2. BBa_K1012005 ompC-GFP reporter construct.

This is an improved version of >BBa_R0083. BBa_R0083 comprises the ompC promoter, containing OmpR-binding sites. To improve this brick we added a strong Ribosome Binding Site (RBS; from BBa_B0034) followed by Green Fluorescent Protein (BBa_E0040). This was achieved by digesting BBa_R0083 with SpeI + PstI . The RBS from BBa_B0034 was excised with XbaI / PstI, and ligated into the BBa_R0083. The resultant plasmid was digested with SpeI + PstI , and was ligated with the GFP-encoding gene which had been excised from BBa_E0040 by digestion with XbaI / PstI. The resultant plasmid, Bba_ K1012005 responds to the osmotic activation of the EnvZ by producing green fluorescence. This part has been verified to work in this way.

In between the European and World Jamborees, we have successfully constructed the following BioBricks we ran out of preparing for the European Jamboree.

BBa_K1012002 The TorA twin arginine transport signal sequence

DNA coding for the TorA (TMAO reductase) signal peptide. This part can be added upstream of a protein, targeting it for export by the twin arginine transport system (Tat) which transports folded protein. We used this part to export PP1 from the cytoplasm where it would fold to the periplasm of E. coli.
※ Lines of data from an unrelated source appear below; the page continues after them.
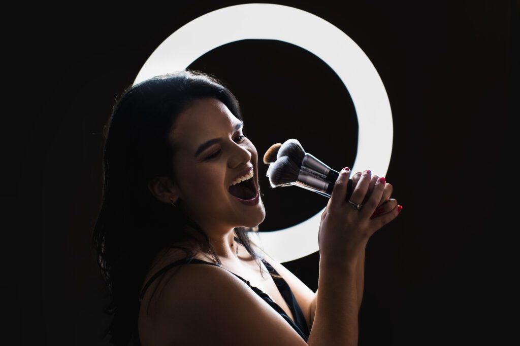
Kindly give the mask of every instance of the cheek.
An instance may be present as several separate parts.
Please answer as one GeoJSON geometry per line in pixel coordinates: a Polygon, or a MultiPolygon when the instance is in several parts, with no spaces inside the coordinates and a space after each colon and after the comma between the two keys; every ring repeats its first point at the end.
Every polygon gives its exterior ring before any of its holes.
{"type": "Polygon", "coordinates": [[[224,179],[218,171],[208,168],[192,172],[189,176],[190,185],[198,192],[197,198],[210,199],[212,196],[222,198],[224,179]]]}

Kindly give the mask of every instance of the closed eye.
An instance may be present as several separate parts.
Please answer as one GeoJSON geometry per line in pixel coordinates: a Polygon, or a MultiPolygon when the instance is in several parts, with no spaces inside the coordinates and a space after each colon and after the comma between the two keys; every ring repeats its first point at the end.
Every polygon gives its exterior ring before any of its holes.
{"type": "MultiPolygon", "coordinates": [[[[242,140],[243,140],[244,138],[245,138],[245,136],[243,135],[241,135],[239,136],[238,137],[237,137],[237,141],[239,142],[240,141],[241,141],[242,140]]],[[[213,158],[214,158],[216,157],[217,156],[218,156],[218,154],[219,154],[220,153],[220,151],[221,151],[220,149],[219,149],[216,151],[215,151],[215,153],[214,153],[213,154],[212,154],[212,155],[210,155],[209,156],[208,156],[207,157],[206,157],[205,159],[204,159],[204,160],[210,160],[211,159],[213,159],[213,158]]]]}

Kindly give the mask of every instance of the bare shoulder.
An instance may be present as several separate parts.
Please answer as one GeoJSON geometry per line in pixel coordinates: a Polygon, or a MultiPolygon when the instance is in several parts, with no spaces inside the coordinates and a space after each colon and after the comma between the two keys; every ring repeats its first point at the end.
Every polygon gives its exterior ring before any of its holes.
{"type": "Polygon", "coordinates": [[[306,343],[245,283],[215,266],[190,264],[164,287],[154,317],[154,337],[190,345],[306,343]],[[269,333],[266,333],[268,330],[269,333]]]}

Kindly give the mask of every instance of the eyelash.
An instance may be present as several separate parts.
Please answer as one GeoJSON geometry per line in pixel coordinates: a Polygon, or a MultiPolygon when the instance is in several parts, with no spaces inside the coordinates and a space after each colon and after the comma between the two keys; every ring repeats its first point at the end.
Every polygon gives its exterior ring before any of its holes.
{"type": "MultiPolygon", "coordinates": [[[[238,141],[240,141],[240,140],[243,139],[244,138],[245,138],[245,136],[244,136],[243,135],[240,135],[240,136],[238,136],[238,139],[237,140],[238,141]]],[[[207,157],[206,157],[205,158],[205,160],[210,160],[211,159],[213,159],[214,158],[215,158],[217,156],[218,156],[218,154],[219,154],[220,153],[220,149],[219,149],[218,150],[217,150],[216,151],[215,151],[215,153],[214,153],[212,155],[211,155],[209,156],[208,156],[207,157]]]]}

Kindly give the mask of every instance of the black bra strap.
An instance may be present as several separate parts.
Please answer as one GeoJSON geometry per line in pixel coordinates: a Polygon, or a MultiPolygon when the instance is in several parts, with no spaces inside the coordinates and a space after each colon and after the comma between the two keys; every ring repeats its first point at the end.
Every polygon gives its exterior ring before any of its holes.
{"type": "Polygon", "coordinates": [[[160,276],[164,274],[165,272],[170,270],[170,269],[175,267],[175,266],[177,266],[179,265],[189,264],[190,263],[203,263],[205,264],[209,264],[209,265],[212,265],[213,266],[216,266],[217,267],[220,267],[220,266],[219,266],[217,264],[212,263],[211,262],[207,262],[206,261],[203,261],[202,259],[199,259],[198,258],[194,258],[193,257],[185,257],[184,258],[183,258],[182,259],[179,259],[178,261],[175,261],[175,262],[170,263],[169,265],[167,265],[166,266],[163,267],[159,271],[154,274],[151,278],[150,278],[150,280],[148,281],[148,282],[146,283],[146,284],[145,285],[145,286],[142,287],[142,290],[141,291],[141,294],[139,295],[139,301],[141,301],[142,300],[143,297],[145,296],[145,293],[146,292],[146,289],[151,284],[153,280],[155,280],[160,276]]]}

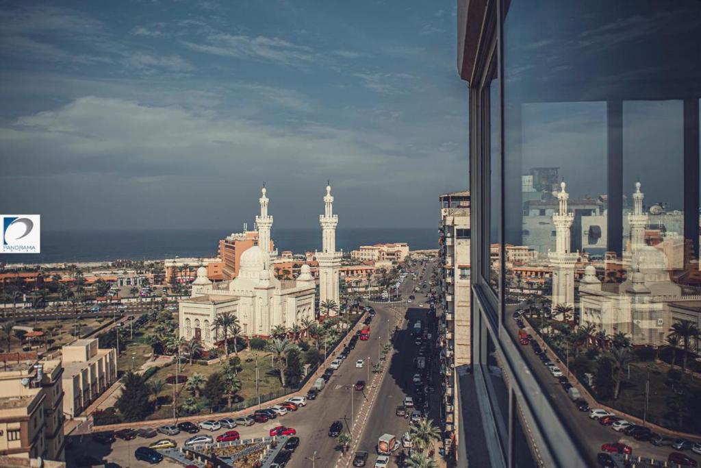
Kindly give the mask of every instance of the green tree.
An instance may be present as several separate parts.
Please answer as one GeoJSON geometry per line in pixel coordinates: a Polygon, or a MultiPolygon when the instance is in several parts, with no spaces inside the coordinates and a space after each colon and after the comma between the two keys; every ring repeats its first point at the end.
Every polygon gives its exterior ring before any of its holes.
{"type": "Polygon", "coordinates": [[[158,410],[158,395],[161,392],[163,391],[165,388],[165,382],[160,379],[156,380],[151,380],[147,382],[147,385],[149,387],[149,391],[151,394],[154,396],[154,405],[156,407],[156,410],[158,410]]]}
{"type": "Polygon", "coordinates": [[[292,349],[297,349],[297,345],[287,338],[273,338],[268,342],[266,349],[278,359],[278,370],[280,371],[280,382],[283,387],[285,386],[285,369],[286,367],[287,354],[292,349]]]}
{"type": "Polygon", "coordinates": [[[185,382],[185,387],[190,392],[195,394],[195,398],[200,398],[202,392],[202,386],[205,384],[205,377],[202,374],[195,373],[185,382]]]}
{"type": "Polygon", "coordinates": [[[700,332],[698,327],[696,324],[693,323],[689,320],[679,320],[674,322],[672,328],[669,328],[669,331],[672,335],[677,337],[680,340],[681,340],[682,345],[684,348],[684,353],[683,354],[682,361],[681,361],[681,372],[686,373],[686,360],[689,356],[689,345],[690,344],[692,340],[695,340],[698,338],[700,332]]]}
{"type": "Polygon", "coordinates": [[[151,411],[151,391],[144,377],[131,370],[122,379],[122,394],[115,406],[127,421],[142,421],[151,411]]]}
{"type": "Polygon", "coordinates": [[[204,388],[202,389],[202,394],[210,403],[210,407],[218,406],[224,399],[226,391],[226,382],[221,373],[215,372],[210,374],[205,382],[204,388]]]}

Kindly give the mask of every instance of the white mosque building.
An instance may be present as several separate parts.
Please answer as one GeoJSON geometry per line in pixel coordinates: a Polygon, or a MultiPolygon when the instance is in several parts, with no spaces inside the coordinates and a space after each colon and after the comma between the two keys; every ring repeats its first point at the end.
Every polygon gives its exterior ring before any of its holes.
{"type": "MultiPolygon", "coordinates": [[[[305,319],[313,320],[316,316],[316,284],[308,265],[302,266],[299,276],[294,280],[281,281],[273,274],[275,253],[270,250],[273,217],[268,214],[266,192],[263,187],[259,200],[261,213],[256,217],[258,245],[250,247],[241,255],[238,275],[231,281],[214,284],[207,277],[207,269],[200,267],[197,279],[192,283],[191,297],[179,302],[180,336],[201,341],[205,349],[213,347],[223,339],[221,330],[216,336],[212,329],[218,314],[230,312],[236,315],[241,334],[247,337],[268,337],[278,326],[289,329],[295,324],[301,325],[305,319]]],[[[331,187],[327,187],[325,197],[327,215],[331,209],[330,193],[331,187]]],[[[332,246],[335,245],[335,229],[329,232],[329,227],[325,227],[324,246],[327,248],[329,241],[332,246]]],[[[334,267],[333,262],[327,267],[332,276],[334,267]]],[[[336,297],[338,288],[336,281],[336,297]]]]}

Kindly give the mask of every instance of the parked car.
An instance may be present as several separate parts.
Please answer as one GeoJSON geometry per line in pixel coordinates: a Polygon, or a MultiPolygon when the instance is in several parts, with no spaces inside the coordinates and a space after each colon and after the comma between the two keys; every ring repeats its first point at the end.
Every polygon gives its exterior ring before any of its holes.
{"type": "Polygon", "coordinates": [[[200,428],[197,427],[197,424],[191,422],[190,421],[183,421],[182,422],[179,422],[177,428],[181,431],[184,431],[189,434],[197,434],[200,432],[200,428]]]}
{"type": "Polygon", "coordinates": [[[218,431],[222,429],[222,424],[219,423],[219,421],[207,420],[200,423],[200,429],[206,429],[208,431],[218,431]]]}
{"type": "Polygon", "coordinates": [[[343,430],[343,423],[341,421],[334,421],[329,427],[329,437],[338,437],[343,430]]]}
{"type": "Polygon", "coordinates": [[[365,467],[365,464],[367,463],[368,456],[368,453],[364,450],[355,452],[355,455],[353,457],[353,466],[365,467]]]}
{"type": "Polygon", "coordinates": [[[139,437],[143,437],[144,439],[156,437],[158,434],[158,431],[153,427],[139,427],[137,429],[136,433],[139,437]]]}
{"type": "Polygon", "coordinates": [[[285,450],[294,452],[297,450],[297,447],[299,446],[299,438],[297,436],[293,436],[287,439],[287,441],[285,443],[285,446],[283,447],[285,450]]]}
{"type": "Polygon", "coordinates": [[[613,443],[604,443],[602,445],[601,451],[610,452],[611,453],[623,453],[625,455],[630,455],[633,453],[633,449],[625,443],[614,442],[613,443]]]}
{"type": "Polygon", "coordinates": [[[100,443],[109,445],[117,439],[114,437],[114,432],[111,431],[106,431],[104,432],[95,432],[93,434],[93,440],[100,443]]]}
{"type": "Polygon", "coordinates": [[[241,416],[240,417],[237,417],[234,420],[239,426],[252,426],[256,422],[253,420],[253,418],[250,416],[241,416]]]}
{"type": "Polygon", "coordinates": [[[180,434],[180,429],[177,428],[177,426],[175,426],[172,424],[167,424],[159,427],[158,432],[161,434],[165,434],[166,436],[177,436],[180,434]]]}
{"type": "Polygon", "coordinates": [[[223,417],[219,420],[219,424],[222,424],[222,427],[226,427],[226,429],[233,429],[238,425],[236,420],[233,417],[223,417]]]}
{"type": "Polygon", "coordinates": [[[293,427],[285,427],[285,426],[277,426],[270,429],[270,436],[294,436],[297,433],[293,427]]]}
{"type": "Polygon", "coordinates": [[[672,448],[678,450],[688,450],[691,449],[693,443],[691,441],[688,441],[686,439],[677,439],[672,444],[672,448]]]}
{"type": "Polygon", "coordinates": [[[123,441],[130,441],[136,439],[137,435],[139,435],[139,433],[132,429],[121,429],[114,433],[115,437],[121,439],[123,441]]]}
{"type": "Polygon", "coordinates": [[[697,467],[698,464],[696,460],[689,457],[683,453],[679,453],[679,452],[672,452],[667,457],[667,461],[670,463],[676,463],[677,464],[681,465],[682,467],[697,467]]]}
{"type": "Polygon", "coordinates": [[[236,431],[226,431],[224,434],[220,434],[217,436],[217,442],[231,442],[232,441],[238,441],[241,438],[241,436],[236,431]]]}
{"type": "Polygon", "coordinates": [[[606,411],[606,410],[602,410],[600,408],[593,408],[589,410],[589,417],[592,420],[598,420],[599,417],[604,417],[604,416],[615,416],[611,411],[606,411]]]}
{"type": "Polygon", "coordinates": [[[149,463],[160,463],[163,460],[163,455],[161,455],[153,448],[148,447],[139,447],[134,451],[134,457],[137,460],[148,462],[149,463]]]}
{"type": "Polygon", "coordinates": [[[192,447],[193,446],[198,446],[200,443],[212,443],[213,441],[214,440],[212,439],[212,436],[207,436],[206,434],[193,436],[185,441],[185,446],[192,447]]]}
{"type": "Polygon", "coordinates": [[[177,447],[177,443],[172,439],[161,439],[160,441],[149,444],[149,448],[153,448],[154,450],[175,448],[175,447],[177,447]]]}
BBa_K1012004 The maltose binding protein (MalE) signal sequence

This is the DNA coding for the MalE signal peptide. Addition of this part at the 5’ end of a desired gene will target it for the general secretory pathway (Sec) which transports linear polypeptide. We used this part to target PP1 for the Sec machinery to transport it in to the periplasm of E. coli while we were investigating the best way to get PP1 there.